В месте, защитном от ветра, я руки умыл и молитвой
Теплой к бессмертным владыкам Олимпа, к богам обратился.
Нежно из сна меня вывели боги Олимпа…
2. Советы богини
Вначале пытаюсь сообразить, где я. Сквозь задвинутые шторки на окне пробивают розовые лучики зари. Значит, гроза прошла, дорога подсохнет, бежать будет легче. Быстро восстанавливаю в памяти отрывки прошлого вечера и ночи. Я и Афина Паллада. Нет, не то. Татьяна Викторовна. Она лежит рядом со мной на спине, лицо ее повернуто в сторону окна. Я вижу мочку ее уха с золотой сережкой и завитки светлых волос на виске. Простыня облегает ее пышную грудь, подтянутый живот и стройные ноги. Непроизвольно мой "ma?tre de plaisir" начинает расти и увеличиваться вширь. Все мои попытки с ним совладать напрасны, он и слушать ничего не желает, его головка превращается почти в стальной шлем.
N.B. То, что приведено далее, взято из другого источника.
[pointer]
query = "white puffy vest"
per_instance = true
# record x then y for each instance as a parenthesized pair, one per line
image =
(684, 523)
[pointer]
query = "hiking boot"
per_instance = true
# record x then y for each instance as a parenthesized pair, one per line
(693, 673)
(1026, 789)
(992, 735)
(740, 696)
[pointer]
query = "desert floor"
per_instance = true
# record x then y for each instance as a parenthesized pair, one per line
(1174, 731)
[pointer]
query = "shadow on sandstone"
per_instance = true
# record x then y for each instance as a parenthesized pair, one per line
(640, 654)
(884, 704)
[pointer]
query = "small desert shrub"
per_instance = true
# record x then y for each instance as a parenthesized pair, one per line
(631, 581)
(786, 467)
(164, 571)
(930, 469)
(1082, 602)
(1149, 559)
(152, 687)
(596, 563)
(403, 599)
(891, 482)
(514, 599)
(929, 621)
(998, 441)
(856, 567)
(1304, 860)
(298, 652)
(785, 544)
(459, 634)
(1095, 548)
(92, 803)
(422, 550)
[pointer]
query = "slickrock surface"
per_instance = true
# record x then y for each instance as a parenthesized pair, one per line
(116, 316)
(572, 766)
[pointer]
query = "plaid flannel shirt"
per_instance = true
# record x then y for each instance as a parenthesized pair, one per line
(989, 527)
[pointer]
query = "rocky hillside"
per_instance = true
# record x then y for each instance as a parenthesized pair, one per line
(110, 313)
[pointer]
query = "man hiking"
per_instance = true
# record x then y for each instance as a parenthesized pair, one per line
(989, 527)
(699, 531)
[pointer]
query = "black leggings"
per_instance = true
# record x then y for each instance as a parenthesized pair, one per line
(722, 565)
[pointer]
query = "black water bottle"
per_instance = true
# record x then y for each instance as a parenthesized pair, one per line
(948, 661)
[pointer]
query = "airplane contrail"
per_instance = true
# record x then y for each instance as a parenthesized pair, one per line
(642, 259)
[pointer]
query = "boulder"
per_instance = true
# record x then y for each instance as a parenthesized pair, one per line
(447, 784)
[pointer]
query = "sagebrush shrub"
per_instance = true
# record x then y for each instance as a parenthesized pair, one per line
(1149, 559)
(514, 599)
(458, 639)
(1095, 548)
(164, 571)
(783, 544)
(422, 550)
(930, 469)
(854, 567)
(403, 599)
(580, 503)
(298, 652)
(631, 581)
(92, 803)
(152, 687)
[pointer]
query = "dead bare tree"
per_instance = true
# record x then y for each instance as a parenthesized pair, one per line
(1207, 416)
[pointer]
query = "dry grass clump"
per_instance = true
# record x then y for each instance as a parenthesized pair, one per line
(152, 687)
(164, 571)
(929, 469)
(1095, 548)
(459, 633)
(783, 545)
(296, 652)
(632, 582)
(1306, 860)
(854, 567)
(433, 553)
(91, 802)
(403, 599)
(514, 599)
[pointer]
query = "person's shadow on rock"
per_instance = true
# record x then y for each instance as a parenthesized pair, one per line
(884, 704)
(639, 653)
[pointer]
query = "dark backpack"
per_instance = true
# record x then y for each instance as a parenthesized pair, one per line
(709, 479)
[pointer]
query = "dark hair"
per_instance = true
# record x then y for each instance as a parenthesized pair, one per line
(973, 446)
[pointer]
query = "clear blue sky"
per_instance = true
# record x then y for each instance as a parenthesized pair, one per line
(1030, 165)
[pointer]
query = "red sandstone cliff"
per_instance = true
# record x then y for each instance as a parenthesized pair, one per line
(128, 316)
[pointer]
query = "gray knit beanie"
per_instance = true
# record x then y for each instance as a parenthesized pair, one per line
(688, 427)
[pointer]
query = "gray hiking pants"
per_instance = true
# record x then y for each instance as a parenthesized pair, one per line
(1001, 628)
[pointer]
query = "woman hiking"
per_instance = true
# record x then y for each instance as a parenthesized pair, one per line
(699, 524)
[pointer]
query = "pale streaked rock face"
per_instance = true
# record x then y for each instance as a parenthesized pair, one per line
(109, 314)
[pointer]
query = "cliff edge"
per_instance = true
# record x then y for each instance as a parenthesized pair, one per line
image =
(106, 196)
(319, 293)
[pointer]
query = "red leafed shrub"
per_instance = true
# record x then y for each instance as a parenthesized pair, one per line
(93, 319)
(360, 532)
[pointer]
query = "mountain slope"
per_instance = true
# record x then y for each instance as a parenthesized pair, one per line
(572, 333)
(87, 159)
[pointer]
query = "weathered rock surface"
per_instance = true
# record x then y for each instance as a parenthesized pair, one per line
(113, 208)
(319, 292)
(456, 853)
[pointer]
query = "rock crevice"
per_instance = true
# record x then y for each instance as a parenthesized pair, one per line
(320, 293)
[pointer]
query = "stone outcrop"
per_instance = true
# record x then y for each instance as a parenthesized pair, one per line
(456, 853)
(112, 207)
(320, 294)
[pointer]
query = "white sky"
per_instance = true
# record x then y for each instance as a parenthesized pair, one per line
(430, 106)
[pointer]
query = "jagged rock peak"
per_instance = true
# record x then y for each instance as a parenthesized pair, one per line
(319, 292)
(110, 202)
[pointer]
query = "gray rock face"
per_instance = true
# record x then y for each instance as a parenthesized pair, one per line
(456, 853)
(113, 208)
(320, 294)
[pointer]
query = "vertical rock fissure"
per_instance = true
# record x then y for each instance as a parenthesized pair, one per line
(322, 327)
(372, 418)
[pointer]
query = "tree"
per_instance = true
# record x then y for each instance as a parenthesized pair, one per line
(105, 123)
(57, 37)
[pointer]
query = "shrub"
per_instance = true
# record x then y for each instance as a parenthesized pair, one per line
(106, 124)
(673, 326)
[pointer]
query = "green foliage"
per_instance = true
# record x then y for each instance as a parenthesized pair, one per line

Мои движения не остаются незамеченными, женская рука, высвободившаяся из-под простыни, ложится на его головку:
– Это мне нравится, – произносит она и поворачивается ко мне.
У нее светлые глаза, как у Афины Паллады, и тонкие губы, на которых играет улыбка. Ее лицо до сих пор хранит следы былой красоты. Нет, она ничего, зрелая женщина, яблоко в соку. Жаль, что с вечера я не имел возможности видеть ее лица, наша любовь была бы более предметной и содержательной. А так, вслепую, получилось, как будто занимался сексом с абстрактной идеей.
– Ты ночью говорил какие-то стихи, неужели ты поэт?
– Да нет, начитался вчера всякой дури.
– Это какой же?
– Гомеровой "Одиссеи".
Ее рука скользит выше моего живота и задерживается на груди, от прикосновения к соску по всему моему телу пробегает дрожь.
– А ты забавный, – произносит она.
Не в силах больше себя сдерживать, я набрасываюсь на нее, как тигр на разомлевшую лань, и минут на тридцать номер наполняется ее стонами. Затем мы, пресыщенные и усталые, некоторое время лежим без движений, откинувшись на спину. Наши сердца мечутся так учащенно, что похожи на двух запертых в клетке птичек, готовых вырваться на волю и упорхнуть в открытое небо. Затем она гладит меня по прилипшим ко лбу волосам и говорит:
– Ты молодец, из тебя так и пышет потенция, а тебе-то со мной хорошо?
– Лучше не бывает.
– Спасибо. Между нами могли бы возникнуть хорошие дружеские отношения.
– Я не против. А как же твой муж?
По ее лицу пробегает судорожная тень – нечто среднее между досадой и зубной болью.